The Brazilian government on Wednesday freed up an additional 5.003 billion reais’ ($1.5 billion) worth of federal spending this year as Latin America’s largest economy continued to recover from a deep recession.
Reuters had reported the move earlier, citing a member of the government’s economic team.
The government cut its forecast for primary expenses by 4.566 billion reais, mostly due to lower subsidy expenses. That allowed it to unfreeze public spending even as it reduced its primary revenue forecast by 891.6 million reais.
In a news conference, Planning Minister Dyogo Oliveira said farmers refrained from joining a debt-renegotiation program after its deadline was extended to the end of 2018, providing some relief to subsidy expenses this year.
Brazil’s central government — comprised of the federal government, the social security system and the central bank — is likely to post a smaller 2017 primary deficit than the 159 billion real official target, Oliveira said.
He added, however, that the government was likely to announce a fresh spending freeze early in 2018 to account for measures not approved by Congress.

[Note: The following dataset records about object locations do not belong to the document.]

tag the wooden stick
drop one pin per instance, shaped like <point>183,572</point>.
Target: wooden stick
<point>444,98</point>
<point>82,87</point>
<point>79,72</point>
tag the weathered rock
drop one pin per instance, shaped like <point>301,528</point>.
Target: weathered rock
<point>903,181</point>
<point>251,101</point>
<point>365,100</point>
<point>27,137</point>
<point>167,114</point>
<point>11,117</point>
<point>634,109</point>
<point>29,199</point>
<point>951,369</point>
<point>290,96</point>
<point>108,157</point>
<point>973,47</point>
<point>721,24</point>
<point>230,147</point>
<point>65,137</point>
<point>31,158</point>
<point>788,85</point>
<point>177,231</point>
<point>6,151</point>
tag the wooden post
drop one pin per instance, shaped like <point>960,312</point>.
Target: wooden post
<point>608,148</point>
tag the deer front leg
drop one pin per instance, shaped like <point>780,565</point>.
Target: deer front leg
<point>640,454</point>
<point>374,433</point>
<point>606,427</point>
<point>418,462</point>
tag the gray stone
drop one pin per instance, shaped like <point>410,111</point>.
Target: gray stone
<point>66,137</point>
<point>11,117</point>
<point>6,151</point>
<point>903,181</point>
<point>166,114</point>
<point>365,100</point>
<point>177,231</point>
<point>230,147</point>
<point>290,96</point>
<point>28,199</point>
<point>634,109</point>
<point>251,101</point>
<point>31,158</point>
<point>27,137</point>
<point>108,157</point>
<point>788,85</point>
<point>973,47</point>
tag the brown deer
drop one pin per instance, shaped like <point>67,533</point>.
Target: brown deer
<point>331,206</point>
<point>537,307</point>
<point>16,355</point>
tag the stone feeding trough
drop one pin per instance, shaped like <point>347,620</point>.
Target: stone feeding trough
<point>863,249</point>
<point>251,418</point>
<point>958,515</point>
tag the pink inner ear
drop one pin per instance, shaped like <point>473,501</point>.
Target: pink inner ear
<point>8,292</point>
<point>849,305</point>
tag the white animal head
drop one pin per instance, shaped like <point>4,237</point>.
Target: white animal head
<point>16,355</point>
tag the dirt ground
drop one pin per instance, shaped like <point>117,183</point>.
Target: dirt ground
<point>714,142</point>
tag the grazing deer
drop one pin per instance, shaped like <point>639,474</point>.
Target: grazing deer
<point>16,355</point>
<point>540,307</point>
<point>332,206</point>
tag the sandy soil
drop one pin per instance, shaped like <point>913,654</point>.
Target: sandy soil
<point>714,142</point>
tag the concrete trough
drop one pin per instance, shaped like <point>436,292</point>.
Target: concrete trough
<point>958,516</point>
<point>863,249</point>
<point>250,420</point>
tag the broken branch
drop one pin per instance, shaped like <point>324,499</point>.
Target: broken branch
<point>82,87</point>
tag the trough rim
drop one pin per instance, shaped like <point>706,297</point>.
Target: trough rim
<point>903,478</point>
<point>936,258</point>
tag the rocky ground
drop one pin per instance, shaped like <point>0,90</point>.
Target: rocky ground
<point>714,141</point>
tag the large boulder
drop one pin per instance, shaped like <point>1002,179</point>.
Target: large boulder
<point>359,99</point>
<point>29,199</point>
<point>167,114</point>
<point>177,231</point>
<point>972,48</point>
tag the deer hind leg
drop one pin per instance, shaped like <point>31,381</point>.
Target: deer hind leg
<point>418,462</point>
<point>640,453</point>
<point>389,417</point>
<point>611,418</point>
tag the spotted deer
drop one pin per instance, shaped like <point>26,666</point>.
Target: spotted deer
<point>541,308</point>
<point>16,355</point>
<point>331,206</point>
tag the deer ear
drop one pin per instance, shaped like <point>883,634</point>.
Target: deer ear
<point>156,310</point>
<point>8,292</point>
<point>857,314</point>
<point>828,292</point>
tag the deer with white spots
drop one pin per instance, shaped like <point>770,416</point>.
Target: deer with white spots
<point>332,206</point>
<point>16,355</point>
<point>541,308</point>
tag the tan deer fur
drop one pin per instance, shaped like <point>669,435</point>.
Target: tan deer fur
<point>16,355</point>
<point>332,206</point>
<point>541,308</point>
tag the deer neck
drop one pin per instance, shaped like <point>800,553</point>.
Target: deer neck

Lawmakers have not yet voted on bills raising levies on some investment funds and payroll taxes.
With President Michel Temer’s popularity in the single digits and next year’s elections fast approaching, Congress has shown resistance to his austerity efforts.
Last week, lawmakers delayed until February a key vote on a landmark bill cutting social security spending. The postponement sent financial markets on a tailspin.
Higher tax revenues due to the economic recovery could offset part of the 2018 revenue shortfall, Oliveira said.
Earlier this week, Finance Minister Henrique Meirelles said he did not rule out raising taxes or cutting spending to that effect.